Google Maps war? Nicaragua vs. Costa Rica

How did I miss this? Did you know this was going on in the past week?A war has broken out because of a Google Maps error!! Seriously!

Somewhat. I was amazed and not slightly cynical when I first came upon this story on Search Engine Land. But as most territorial disputes go, it’s not that simple. In this case, a Nicaraguan Commander Eden Pastora was quoted in La Nacion as using the discrepancy shown in the Google Map (correct boundaries shown by Bing) as a justification. But the key word there is “justification”– As in, this is a long, long running dispute, and this is just one kink in the chain:

Meanwhile in the last week or so, ccording to the Miami Herald, Nicaraguan troops have crossed into land that belongs to Costa Rica– who “claims that Nicaragua’s efforts to dredge the San Juan River, a Nicaraguan waterway that parallels the border between the two countries, has ‘flagrantly” crossed into Costa Rican territory.” They have further claimed that “the dredging has caused environmental damage,” saying that “Costa Rica is not trying to change the current delineation of the border, or to take over any part of the river that belongs exclusively to Nicaragua. “But that doesn’t mean that Costa Rica will allow Nicaragua to incur on its territory. … We will not accept unilateral changes of the boundary.” Further according to AP, “Nicaragua’s ambassador, Denis Moncada, said [Costa Rican foreign minister] Castro’s allegations were “out of line [and that] “Nicaragua will continue to exercise its sovereignty and defense, the cleanup of the San Juan River and the fight against drug trafficking on our border.”

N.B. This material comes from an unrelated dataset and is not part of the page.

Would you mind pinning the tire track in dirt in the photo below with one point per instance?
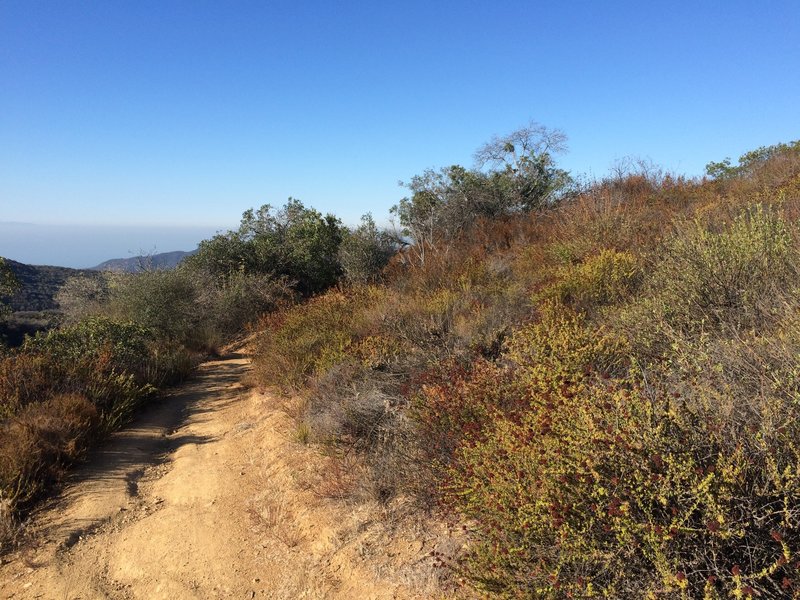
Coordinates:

Google has also put up their own response to the topic– basically saying that it’s the fault of the US Department of State, from whom they received the particular map. Meanwhile, really nicely put together is the Ogle (which is “Charting the effect of neogeographical tools like Google Earth on science and society”) post on the same topic. It presents the story using some older maps and mentions a very interesting point by Nicaragua’s President Ortega about how a border that is delineated by a river can be interpreted– is it always the course of the river, which can dwindle over time? Or is it the originally established boundary of the river, which can then become dry land still controlled by the original owners.
I’m voting for borders set by coordinate systems– but I guess the whole problem is that these things aren’t being set today, they were set by people who didn’t foresee such issues as rivers drying up, and we’re left to deal with the problems!  And this time we can’t even turn to satellite imagery for help!